Posted on Mar 7th, 2006 by indigogo : True Believer indigogo
Hmmm.  First time.  The morning has been an explosion of news; a blinding rush of developments in the usually glacial world of Parkinson's politics that encompass health care policy, big pharma shenanigans, and medical research.

For years PD patients have been lobbying for a larger voice, a place at the table, an entrance to the arenas of decision making.  We seem to have reached critical mass. The first-ever Parkinson's World Congress (WPC), held last month in Washington DC provided the platform.  Welcoming the world, uber-PD Patient Michael J Fox gave an impassioned speech about the lack of research progress, the need for more scientific collaboration and a stronger emphasis on translational medicine in order to accelerate new therapies and cures for ALL diseases.  He reminded the stellar scientific audience about the reason for their work, saying, "In the end, this has to be about the patients. After all, isn’t that why we’re here? ...  Translating what we know about disease into cures is all about making connections — working together to lay tracks, and never losing sight of the destination. If we do this — and I am fully confident that we can — we can cure Parkinson’s disease within our lifetime.
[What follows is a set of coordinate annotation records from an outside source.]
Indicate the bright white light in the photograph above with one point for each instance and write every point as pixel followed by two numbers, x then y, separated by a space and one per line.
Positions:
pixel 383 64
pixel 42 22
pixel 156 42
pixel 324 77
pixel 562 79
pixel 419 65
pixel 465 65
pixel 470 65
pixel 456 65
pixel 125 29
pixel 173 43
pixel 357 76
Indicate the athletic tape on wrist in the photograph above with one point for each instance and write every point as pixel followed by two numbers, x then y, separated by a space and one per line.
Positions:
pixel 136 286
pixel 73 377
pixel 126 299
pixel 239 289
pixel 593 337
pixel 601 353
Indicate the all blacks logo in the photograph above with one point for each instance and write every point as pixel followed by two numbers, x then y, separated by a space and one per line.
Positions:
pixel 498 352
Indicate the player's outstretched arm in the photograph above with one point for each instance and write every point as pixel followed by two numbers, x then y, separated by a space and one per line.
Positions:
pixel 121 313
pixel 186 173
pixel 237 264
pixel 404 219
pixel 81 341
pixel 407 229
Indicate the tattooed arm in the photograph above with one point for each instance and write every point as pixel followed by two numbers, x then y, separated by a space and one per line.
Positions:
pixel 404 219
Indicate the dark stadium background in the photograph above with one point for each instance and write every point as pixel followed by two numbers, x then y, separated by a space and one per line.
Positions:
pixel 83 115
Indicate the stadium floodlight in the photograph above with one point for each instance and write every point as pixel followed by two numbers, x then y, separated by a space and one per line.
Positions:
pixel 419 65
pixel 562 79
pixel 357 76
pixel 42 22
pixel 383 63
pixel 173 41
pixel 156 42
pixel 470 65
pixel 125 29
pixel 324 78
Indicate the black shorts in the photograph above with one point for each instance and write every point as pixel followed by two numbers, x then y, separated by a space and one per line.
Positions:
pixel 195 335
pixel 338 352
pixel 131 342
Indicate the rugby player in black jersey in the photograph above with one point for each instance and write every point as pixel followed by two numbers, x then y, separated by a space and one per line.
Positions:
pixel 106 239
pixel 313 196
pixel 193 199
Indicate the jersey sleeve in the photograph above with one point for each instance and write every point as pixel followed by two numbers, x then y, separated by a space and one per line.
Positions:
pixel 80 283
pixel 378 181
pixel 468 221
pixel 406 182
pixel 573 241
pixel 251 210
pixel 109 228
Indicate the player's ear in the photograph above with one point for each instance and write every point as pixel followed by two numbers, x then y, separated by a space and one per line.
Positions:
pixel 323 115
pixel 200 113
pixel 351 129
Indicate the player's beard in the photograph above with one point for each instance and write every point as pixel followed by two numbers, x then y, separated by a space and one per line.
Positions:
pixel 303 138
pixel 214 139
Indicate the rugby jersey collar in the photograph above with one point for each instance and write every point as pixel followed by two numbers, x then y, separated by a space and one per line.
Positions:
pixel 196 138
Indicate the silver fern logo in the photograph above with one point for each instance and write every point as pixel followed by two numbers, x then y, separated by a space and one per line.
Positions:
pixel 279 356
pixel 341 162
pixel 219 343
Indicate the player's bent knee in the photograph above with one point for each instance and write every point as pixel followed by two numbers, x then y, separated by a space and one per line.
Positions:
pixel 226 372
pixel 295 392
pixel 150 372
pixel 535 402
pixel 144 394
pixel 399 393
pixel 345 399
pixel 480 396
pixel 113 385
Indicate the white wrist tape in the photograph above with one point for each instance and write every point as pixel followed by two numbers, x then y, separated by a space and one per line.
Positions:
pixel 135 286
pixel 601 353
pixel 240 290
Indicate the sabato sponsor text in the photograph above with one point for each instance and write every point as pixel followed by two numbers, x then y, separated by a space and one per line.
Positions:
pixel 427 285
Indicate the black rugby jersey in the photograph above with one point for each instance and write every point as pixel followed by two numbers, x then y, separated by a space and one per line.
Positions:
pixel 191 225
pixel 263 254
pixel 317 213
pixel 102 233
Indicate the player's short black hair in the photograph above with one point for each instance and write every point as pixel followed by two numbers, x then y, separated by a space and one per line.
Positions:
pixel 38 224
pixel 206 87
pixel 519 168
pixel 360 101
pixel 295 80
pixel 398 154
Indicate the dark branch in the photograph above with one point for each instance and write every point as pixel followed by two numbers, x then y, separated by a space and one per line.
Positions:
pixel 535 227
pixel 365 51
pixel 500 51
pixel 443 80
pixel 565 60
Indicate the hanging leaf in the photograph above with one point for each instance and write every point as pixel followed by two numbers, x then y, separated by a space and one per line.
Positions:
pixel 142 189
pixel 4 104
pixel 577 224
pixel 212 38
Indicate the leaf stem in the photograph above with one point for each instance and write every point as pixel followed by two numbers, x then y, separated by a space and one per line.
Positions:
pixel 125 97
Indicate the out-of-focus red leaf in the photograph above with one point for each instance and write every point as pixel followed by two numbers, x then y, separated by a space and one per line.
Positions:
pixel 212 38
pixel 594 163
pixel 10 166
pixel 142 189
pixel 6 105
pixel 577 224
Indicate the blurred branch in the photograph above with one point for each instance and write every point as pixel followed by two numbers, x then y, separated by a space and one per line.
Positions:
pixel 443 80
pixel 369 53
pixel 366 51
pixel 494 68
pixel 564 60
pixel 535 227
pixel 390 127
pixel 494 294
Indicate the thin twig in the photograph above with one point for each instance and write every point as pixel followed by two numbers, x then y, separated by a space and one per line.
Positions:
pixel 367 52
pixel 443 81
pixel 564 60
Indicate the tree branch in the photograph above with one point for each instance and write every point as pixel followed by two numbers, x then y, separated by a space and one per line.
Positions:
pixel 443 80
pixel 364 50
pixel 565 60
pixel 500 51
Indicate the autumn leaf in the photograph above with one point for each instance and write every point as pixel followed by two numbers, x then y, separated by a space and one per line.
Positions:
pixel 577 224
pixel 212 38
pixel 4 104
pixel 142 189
So I hope you have a good week — connect, learn, share and, if you get a chance, talk to a patient."

Believe me, we took advantage of the opportunity.  The WPC happened at a crucial time in our struggle to be heard.  In 2004, biotech goliath AMGEN pulled the plug on a new PD treatment in Phase II clinical trials.  Citing safety reasons, AMGEN was also worried about the bottom line.  Nevermind that patients improved and the research protocol was flawed.  Intrepid patients have dogged the GDNF story for months, through court battles, 60 Minutes, and relentless research that has proved to change many minds - but not the one that counts the most - AMGEN's.
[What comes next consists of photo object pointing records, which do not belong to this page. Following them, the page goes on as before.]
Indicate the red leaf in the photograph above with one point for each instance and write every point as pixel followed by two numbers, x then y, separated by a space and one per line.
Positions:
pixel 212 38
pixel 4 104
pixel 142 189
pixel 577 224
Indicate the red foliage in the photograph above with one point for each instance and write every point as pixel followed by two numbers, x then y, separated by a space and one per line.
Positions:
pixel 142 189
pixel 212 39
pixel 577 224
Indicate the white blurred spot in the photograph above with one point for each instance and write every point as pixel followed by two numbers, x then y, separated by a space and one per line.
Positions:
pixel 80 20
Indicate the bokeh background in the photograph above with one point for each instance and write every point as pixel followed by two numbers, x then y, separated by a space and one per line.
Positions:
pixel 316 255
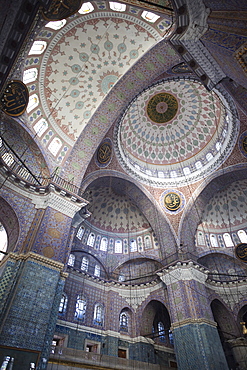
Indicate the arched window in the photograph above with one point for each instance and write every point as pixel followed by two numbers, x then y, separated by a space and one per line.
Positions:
pixel 213 240
pixel 118 246
pixel 3 241
pixel 54 146
pixel 40 127
pixel 149 17
pixel 80 232
pixel 147 242
pixel 30 75
pixel 91 239
pixel 38 47
pixel 242 236
pixel 228 240
pixel 98 317
pixel 123 321
pixel 71 260
pixel 81 305
pixel 133 245
pixel 200 238
pixel 84 264
pixel 63 304
pixel 97 270
pixel 103 244
pixel 86 8
pixel 8 158
pixel 32 103
pixel 56 25
pixel 161 331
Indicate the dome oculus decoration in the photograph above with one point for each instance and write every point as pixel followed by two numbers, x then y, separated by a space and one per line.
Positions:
pixel 176 131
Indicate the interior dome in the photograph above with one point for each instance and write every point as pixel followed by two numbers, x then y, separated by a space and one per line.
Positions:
pixel 175 132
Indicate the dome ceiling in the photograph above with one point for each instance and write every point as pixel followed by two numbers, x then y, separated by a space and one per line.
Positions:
pixel 227 209
pixel 174 132
pixel 82 61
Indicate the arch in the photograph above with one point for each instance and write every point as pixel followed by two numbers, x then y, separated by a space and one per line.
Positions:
pixel 154 313
pixel 10 222
pixel 198 201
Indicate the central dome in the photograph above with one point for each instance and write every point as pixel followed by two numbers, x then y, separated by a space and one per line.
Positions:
pixel 175 131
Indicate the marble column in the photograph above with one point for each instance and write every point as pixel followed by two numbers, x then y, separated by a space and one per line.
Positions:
pixel 196 339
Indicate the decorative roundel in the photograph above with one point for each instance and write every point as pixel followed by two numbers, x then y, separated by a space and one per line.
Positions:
pixel 162 107
pixel 104 153
pixel 175 132
pixel 241 252
pixel 243 143
pixel 172 201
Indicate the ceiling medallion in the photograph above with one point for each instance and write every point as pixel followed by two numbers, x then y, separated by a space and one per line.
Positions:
pixel 172 201
pixel 104 153
pixel 241 252
pixel 162 107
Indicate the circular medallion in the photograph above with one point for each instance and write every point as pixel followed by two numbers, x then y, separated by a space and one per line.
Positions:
pixel 162 107
pixel 15 98
pixel 104 153
pixel 241 252
pixel 61 9
pixel 172 201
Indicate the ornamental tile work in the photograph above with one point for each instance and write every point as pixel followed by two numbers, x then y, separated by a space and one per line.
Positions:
pixel 52 236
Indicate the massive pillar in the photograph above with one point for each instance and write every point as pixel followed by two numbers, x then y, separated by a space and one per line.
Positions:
pixel 32 281
pixel 196 339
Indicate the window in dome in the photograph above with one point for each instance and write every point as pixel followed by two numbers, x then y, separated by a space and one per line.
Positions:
pixel 3 241
pixel 80 232
pixel 91 240
pixel 8 158
pixel 147 242
pixel 150 17
pixel 133 245
pixel 38 47
pixel 54 146
pixel 98 317
pixel 123 321
pixel 198 165
pixel 40 127
pixel 161 331
pixel 32 103
pixel 209 156
pixel 30 75
pixel 84 264
pixel 63 304
pixel 242 236
pixel 86 8
pixel 97 270
pixel 213 240
pixel 200 238
pixel 118 246
pixel 103 244
pixel 186 171
pixel 80 310
pixel 56 25
pixel 24 173
pixel 71 260
pixel 228 240
pixel 218 146
pixel 117 6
So this morning we learn that several PD orgs are setting up meetings with patient advocates, giving us our first chance to voice our comments and concerns in conversations with those who hold our lives in their hands.  The hope is that these initial meetings will lead to the establishment of formal patient advisory boards that will institutionalize the process and provide a secure channel for ongoing conversation and opportunity for influence.

The impetus for the national PD orgs to meet with us is an outgrowth of the GDNF-AMGEN battle - one waged by patients who finally could not be ignored because we are in the possession of the critical ingredient - the truth.
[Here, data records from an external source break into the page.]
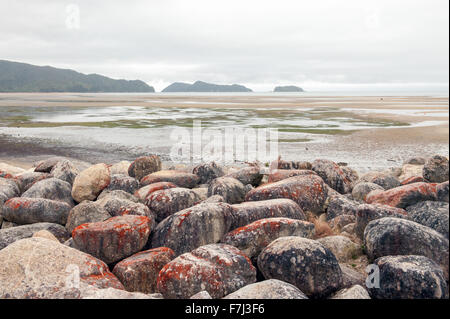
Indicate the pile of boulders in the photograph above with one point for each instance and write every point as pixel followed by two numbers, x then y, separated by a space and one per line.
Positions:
pixel 298 230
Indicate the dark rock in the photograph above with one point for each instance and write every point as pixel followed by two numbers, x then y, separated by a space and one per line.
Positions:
pixel 333 175
pixel 114 239
pixel 51 188
pixel 86 212
pixel 248 212
pixel 140 271
pixel 169 201
pixel 366 213
pixel 144 165
pixel 218 269
pixel 208 172
pixel 309 192
pixel 35 210
pixel 404 196
pixel 268 289
pixel 431 214
pixel 303 262
pixel 393 236
pixel 409 277
pixel 10 235
pixel 232 190
pixel 205 223
pixel 253 238
pixel 435 169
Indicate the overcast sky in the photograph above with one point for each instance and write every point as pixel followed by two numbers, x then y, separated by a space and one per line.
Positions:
pixel 320 44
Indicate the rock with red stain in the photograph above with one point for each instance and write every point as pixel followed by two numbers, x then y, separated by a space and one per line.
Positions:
pixel 28 179
pixel 248 212
pixel 232 190
pixel 140 271
pixel 293 165
pixel 90 182
pixel 435 169
pixel 86 212
pixel 65 170
pixel 169 201
pixel 22 210
pixel 253 238
pixel 412 179
pixel 9 188
pixel 302 262
pixel 124 183
pixel 179 178
pixel 113 239
pixel 208 172
pixel 42 268
pixel 13 234
pixel 51 188
pixel 205 223
pixel 309 192
pixel 442 192
pixel 393 236
pixel 366 213
pixel 218 269
pixel 143 192
pixel 280 174
pixel 333 175
pixel 385 180
pixel 248 175
pixel 144 165
pixel 404 196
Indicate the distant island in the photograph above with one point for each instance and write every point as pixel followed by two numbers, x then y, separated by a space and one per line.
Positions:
pixel 200 86
pixel 289 88
pixel 22 77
Adding fuel to our fire was the appearance today of a second entry by Huffington Post blogger Kathleen Reardon.  Blogging last week on the WPC and the need for patient action to speed new research, Kathleen was blown away by the response and is keeping the story alive - and now his happily helping us take on Big Pharma.

I feel like this is the beginning of a new story - you don't know how hard it was and how long it took for the first one to be written.